Ils en ont assez. Après 21 ans de négociations, les représentants des peuples autochtones exigent du Conseil des droits de l’homme qu’il approuve cette semaine le projet de déclaration de l’ONU sur leurs droits, coparrainée par une dizaine d’Etats dont la Suisse. Détenteurs originels du sol, parfois menacés d’extinction dans leurs réserves, derniers habitants des forêts primaires, les tribus indigènes ont été conviées au début des années 80 par les Nations unies à discuter de leurs droits avec les Etats, dans le cadre d’un groupe de travail de l’ex-Commission des droits de l’homme présidée par le Pérou.

Les Indiens du continent américain se sont mobilisés. L’Afrique et l’Asie sont demeurées en retrait. Les batailles entre gouvernements et organisations non gouvernementales ont été épiques. Mais le document a fini par voir le jour. Son rapporteur, le diplomate péruvien Luis-Enrique Chavez, exige aujourd’hui des actes.

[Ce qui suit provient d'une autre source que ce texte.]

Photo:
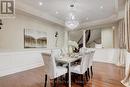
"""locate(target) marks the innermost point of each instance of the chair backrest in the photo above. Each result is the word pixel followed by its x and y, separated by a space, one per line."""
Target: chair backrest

« Vous touchez au portefeuille »

En soi, cette revendication est plus que normale. Fruit de plus de vingt ans de travaux, le projet de déclaration sur les peuples autochtones peut se prévaloir d’une ancienneté bien plus grande que le projet de convention sur les disparitions forcées, négocié en trois ans à l’initiative de la France, qui fait le forcing pour son adoption. Mais le dossier est explosif pour le Conseil des droits de l’homme, dont la première session s’achève le 30 juin.

Même s’il n’a pas la force d’une convention - les Etats n’auront pas à la ratifier -, le projet de déclaration de l’ONU sur les droits des peuples autochtones prévoit d’accorder à ces derniers le principe d’un droit de regard sur l’exploitation des ressources de leurs territoires. Et une juste quote-part sur les revenus qui en sont issus. « Pétrole, minerais, gaz, bois... Vous touchez au portefeuille », souligne un diplomate.

L’examen du document de 80 pages est prévu mardi. Or ses partisans craignent une manœuvre in extremis de la part d’Etats hostiles : Australie, Canada, Nouvelle-Zélande, Etats-Unis et Russie. Tous des pays en butte aux revendications de leurs minorités ethniques.

Un scénario catastrophe

Membre du Conseil, le Canada serait selon de bonnes sources le maillon faible. Le gouvernement d’Ottawa pourrait demander un ultime délai. Avec promesse d’en rediscuter en septembre lors de la prochaine session du Conseil.

Un scénario catastrophe contre lequel comptent s’élever ce lundi plusieurs représentants des peuples autochtones lors d’une conférence de presse au Palais des Nations : « Je ne peux imaginer que les 47 pays membres du Conseil acceptent le texte sur les disparitions forcées et mettent le nôtre de côté », assène un chef indien cherokee, venu des Etats-Unis.

Plusieurs points saillants du projet de déclaration dont Le Temps a pris connaissance ont, il est vrai, de quoi inquiéter certains Etats. Son article 3 reconnaît le droit des minorités autochtones à « l’autonomie interne », du type de celle dont jouit par exemple la Catalogne en Espagne. Son article 5 affirme le droit de ces minorités « à développer leur identité distincte ».

Son article 10 évoque « la démilitarisation » de leurs territoires. Des termes assurés d’alimenter une jurisprudence problématique, même si de multiples garde-fous figurent dans le document présenté au Conseil.

Le président mexicain du Conseil, l’ambassadeur Luis Alfonso De Alba, va devoir choisir. Officiellement, son cœur balance pour le texte. Mais en coulisses, le diplomate qu’il est ne peut pas passer outre aux risques de fracture susceptibles de résulter d’une mise au vote, vu qu’une adoption par consensus paraît improbable. L’Argentine et le Chili militent eux pour la Convention sur les disparitions forcées.

Quant au Pérou et aux coparrains de la déclaration, ils ont l’intention d’exiger un vote des 47 pays membres du Conseil. Surtout si le texte sur les disparitions forcées est transmis à l’assemblée générale pour adoption.